William Butler Yeats
La Tour
Poèmes. Édition bilingue. Traduit par Jean-Yves Masson
Collection : Littérature anglaise
160 pages
15,22 €
978-2-86432-356-3
avril 2002
Paru en février 1928, La Tour est probablement le plus célèbre des recueils de W.B. Yeats. Il doit son titre à Thoor Ballylee, le cottage acquis par Yeats en 1917, dont la tour devient ici le symbole d’un esprit qui monte la garde en temps de ténèbres, grâce à son pouvoir de s’élever vers le ciel des essences avant de redescendre dans le monde sensible. Tous les grands thèmes de l’œuvre de Yeats trouvent ici leur expression la plus accomplie au service d’une conscience aiguë de la nécessité de redéfinir la mission de la poésie dans le monde moderne. Pour Yeats, il n’est pas d’autre fondement possible à la dignité humaine que la prise en compte du destin de l’âme ; le matérialisme, le rationalisme étroit en germe dans la pensée anglaise depuis le XVIIIe siècle, lui paraissent la source de tous les maux. La poésie et l’art sont seuls à pouvoir rappeler la primauté de la vocation spirituelle de l’homme, en dépit des rieurs.

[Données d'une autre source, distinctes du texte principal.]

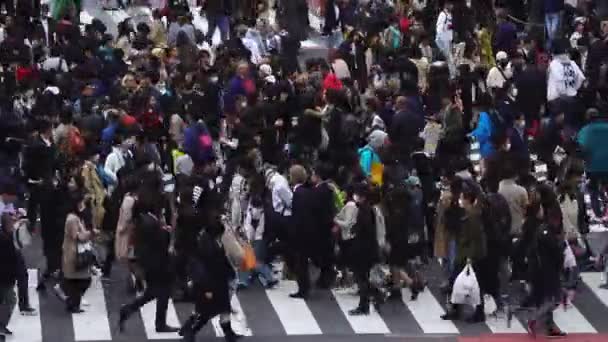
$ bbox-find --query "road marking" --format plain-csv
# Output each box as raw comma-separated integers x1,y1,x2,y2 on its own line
266,280,322,335
331,290,391,334
6,269,42,342
139,299,181,340
402,289,459,334
72,277,112,341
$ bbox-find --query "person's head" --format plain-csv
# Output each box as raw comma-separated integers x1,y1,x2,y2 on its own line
458,186,477,209
0,179,17,204
310,162,333,184
496,51,509,68
289,164,308,185
443,0,454,12
353,183,370,204
236,62,249,78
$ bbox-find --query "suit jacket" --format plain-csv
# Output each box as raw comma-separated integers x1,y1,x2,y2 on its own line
289,184,317,252
135,213,171,281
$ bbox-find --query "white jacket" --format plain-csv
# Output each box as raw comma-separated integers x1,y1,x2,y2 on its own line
547,55,585,101
435,11,454,43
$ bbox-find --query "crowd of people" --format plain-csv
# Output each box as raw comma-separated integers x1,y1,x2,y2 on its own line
0,0,608,341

Alors que l’histoire se fait toujours plus sombre et que s’annonce la fin d’un monde, Yeats trouve dans le pouvoir des images une lueur qui le guide dans les ténèbres. Il s’invente une tradition secrète. Byzance lui apparaît à l’horizon de l’histoire comme un de ces moments où s’est réalisé l’équilibre refusé à l’homme moderne, tout comme l’Athènes du siècle de Périclès ou l’Italie de la Renaissance. Mais en même temps que se multiplient les appels à la fuite vers un passé meilleur, La Tour est traversé du rappel insistant que l’éphémère est la loi. La force de la poésie de Yeats est de convertir en vision l’amertume du poète vieillissant face aux tragédies qui accablent l’Irlande, et de faire de sa colère une source de grandeur.
Les nouveaux visages
Maintenant que vous êtes vieille, si vous veniez à mourir
La première, ni le catalpa, ni le tilleul odorant n’entendraient
Mes pas de vivant, et je ne retournerais pas où nous forgeâmes
Des œuvres que le Temps ne pourra entamer.
Que les nouveaux visages, dans les salles anciennes, déploient
Tous les tours qu’ils veulent ; la nuit peut l’emporter sur le jour,
Nos ombres vagabondes errer encore dans les allées de gravier,
Et les vivants, qui sait, paraître moins vivants que les ombres.